Bizim ulusalcılar Türkiye Avrupa Birliğine girmek için gayret ettiğinde sırf demokrasi gerçek anlamıyla tesis edilir ve halkın tercihinin üstünde bir güç kalmaz diye var güçleri ile kıyamet koparırlardı. “Vatan elden gidiyor, satılıyoruz” derlerdi bu pek tutmazsa “din elden gidiyor” derlerdi (2003, Rahşan Ecevit feryatları). Ne zaman Türkiye dış politikada aktif bir rol üstlendi. Tarihsel birikimini motor güç olarak kullandı ve etkin hamleler yapmaya başladı. Bu sefer sevgili ulusalcılarımız bastılar feryadı. “Batıdan uzaklaşıyoruz. Din devleti oluyoruz. Kurtarın bizi” demeye başladılar. Dün “Avrupa Birliğinden uzaklaş, bak Ahmedinecat ne güzel batıya karşı çıkıyor” diyenler Türkiye İran’a karşı haksız yaptırım kararına “hayır” kararı verince Türkiye batıdan uzaklaşmaya başladı dediler.İranlı yardım gemileri de Gazze’ye gitmeye başlayınca feryadın dozunu daha da arttırarak “Molla için savaşa hazır mısın” demeye başladılar. Ama unuttukları bir şey var. Her tezgah iyi güzel de bu halk aptal değil, unutulan bu. İnsanlarımız eskisi gibi sadece şahıs merkezli bir politika anlayışı içinde değil. Her geçen gün bilinçlenen dönen döndürülmeye çalışılan kirli oyunları çok merak eden bir halk var artık. Derin devlet yapılanması ve manipülasyonlarını anlatan filmler, diziler şu an çok popüler.Artık bu olayların perde arkasını merak eden kolay güdülemeyecek bir halkımız olduğu unutulmamalı.

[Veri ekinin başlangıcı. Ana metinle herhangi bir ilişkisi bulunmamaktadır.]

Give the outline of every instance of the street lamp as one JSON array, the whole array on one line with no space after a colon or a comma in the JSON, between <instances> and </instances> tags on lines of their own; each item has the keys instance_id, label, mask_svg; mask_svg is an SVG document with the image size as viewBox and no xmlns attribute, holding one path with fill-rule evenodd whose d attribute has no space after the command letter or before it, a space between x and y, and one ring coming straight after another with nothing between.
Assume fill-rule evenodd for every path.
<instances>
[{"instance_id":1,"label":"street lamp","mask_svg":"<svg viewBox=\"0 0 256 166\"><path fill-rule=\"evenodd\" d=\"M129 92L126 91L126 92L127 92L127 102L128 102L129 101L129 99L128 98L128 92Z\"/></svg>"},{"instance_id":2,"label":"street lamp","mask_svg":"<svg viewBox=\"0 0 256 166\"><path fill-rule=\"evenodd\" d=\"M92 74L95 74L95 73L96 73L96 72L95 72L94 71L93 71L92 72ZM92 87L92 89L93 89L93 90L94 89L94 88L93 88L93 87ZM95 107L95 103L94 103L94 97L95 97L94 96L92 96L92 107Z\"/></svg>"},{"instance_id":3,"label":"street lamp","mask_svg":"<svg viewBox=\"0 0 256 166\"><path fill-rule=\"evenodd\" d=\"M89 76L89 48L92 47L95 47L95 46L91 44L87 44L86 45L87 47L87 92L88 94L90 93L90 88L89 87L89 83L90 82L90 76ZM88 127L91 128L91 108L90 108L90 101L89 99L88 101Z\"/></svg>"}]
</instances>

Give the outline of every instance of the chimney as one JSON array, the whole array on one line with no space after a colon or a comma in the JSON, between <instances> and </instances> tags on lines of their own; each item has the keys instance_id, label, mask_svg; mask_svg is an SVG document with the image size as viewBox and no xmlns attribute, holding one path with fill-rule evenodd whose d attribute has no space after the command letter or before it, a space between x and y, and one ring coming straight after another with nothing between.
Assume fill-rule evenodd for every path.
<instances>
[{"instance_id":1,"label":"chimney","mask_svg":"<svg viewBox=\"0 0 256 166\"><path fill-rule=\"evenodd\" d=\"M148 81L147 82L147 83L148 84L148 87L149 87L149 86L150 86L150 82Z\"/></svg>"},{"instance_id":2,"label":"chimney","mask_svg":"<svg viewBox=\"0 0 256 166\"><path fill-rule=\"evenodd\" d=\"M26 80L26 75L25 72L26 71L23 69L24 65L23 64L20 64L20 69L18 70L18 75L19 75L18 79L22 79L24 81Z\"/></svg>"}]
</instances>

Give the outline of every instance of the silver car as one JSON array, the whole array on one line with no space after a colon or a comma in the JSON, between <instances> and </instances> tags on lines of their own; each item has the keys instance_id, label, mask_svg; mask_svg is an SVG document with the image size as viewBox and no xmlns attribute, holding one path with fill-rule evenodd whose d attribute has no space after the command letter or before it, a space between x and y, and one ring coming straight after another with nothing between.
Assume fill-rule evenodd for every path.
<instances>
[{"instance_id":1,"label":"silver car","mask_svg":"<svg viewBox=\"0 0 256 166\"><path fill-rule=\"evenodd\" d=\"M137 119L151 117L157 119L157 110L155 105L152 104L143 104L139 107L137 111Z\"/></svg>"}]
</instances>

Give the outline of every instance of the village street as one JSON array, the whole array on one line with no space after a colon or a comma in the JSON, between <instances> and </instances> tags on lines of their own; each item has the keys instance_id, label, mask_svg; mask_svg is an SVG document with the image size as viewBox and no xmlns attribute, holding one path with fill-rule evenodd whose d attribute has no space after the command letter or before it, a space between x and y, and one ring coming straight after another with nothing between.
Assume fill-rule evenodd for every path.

Türkiye dış politikada iyi işler yapıyor aslında. Komşuları ile ilişkilerini geliştirmeye çalışıyor. Vizeler kaldırılıyor. Kurulamaz artık bitti denen dostluk köprüleri tekrar tesis ediliyor. Sadece Müslüman komşular ile değil gayrımüslim komşularla da iyi ilişkiler kuruluyor. Kriz içindeki Yunanistan’a yapılan başbakan ziyaretinin olumsuz bir girişim olduğu söylenebilir mi? Türkiye iç ve dış sorunlarını halledemediği oranda içine kapanıp komşuları ile itişip kakışacaktır. Bu da en başta kötülükler imparatorluğu olan İsrail’in işine gelecektir. Zira içerideki sorunlarını halledemeyen bir Türkiye’ye daha çok Skorsky, Merkava tankı satmak demektir bu. Komşuları ile itişip kakışan bir Türkiye, İsrail için çok ideal bir Türkiye’dir.

Tabiki Türkiye eksen değiştirmelidir. Statükocu, korkak uşak ruhlu bir eksen yerine hakkı ve adaleti üstün tutan bir ekseni tercih etmelidir. İHH gemileri ile gelen tekerlekli sandalyeleri, oyuncakları gaspedip çöplüğe atan ve bunu özellikle haber servisi yapan İsrail’in ekseninde olmayı tercih edenler insaniyetliklerini tekrar gözden geçirsinler. Zulmü meşrulaştırmış bir ekseni tüm dünya tercih etse de çığır açmak isteyenler baskıcı ve zorbaların tahakkümünden kurtulunduğu anda isteklerine nail olacaklarını unutmamalılar.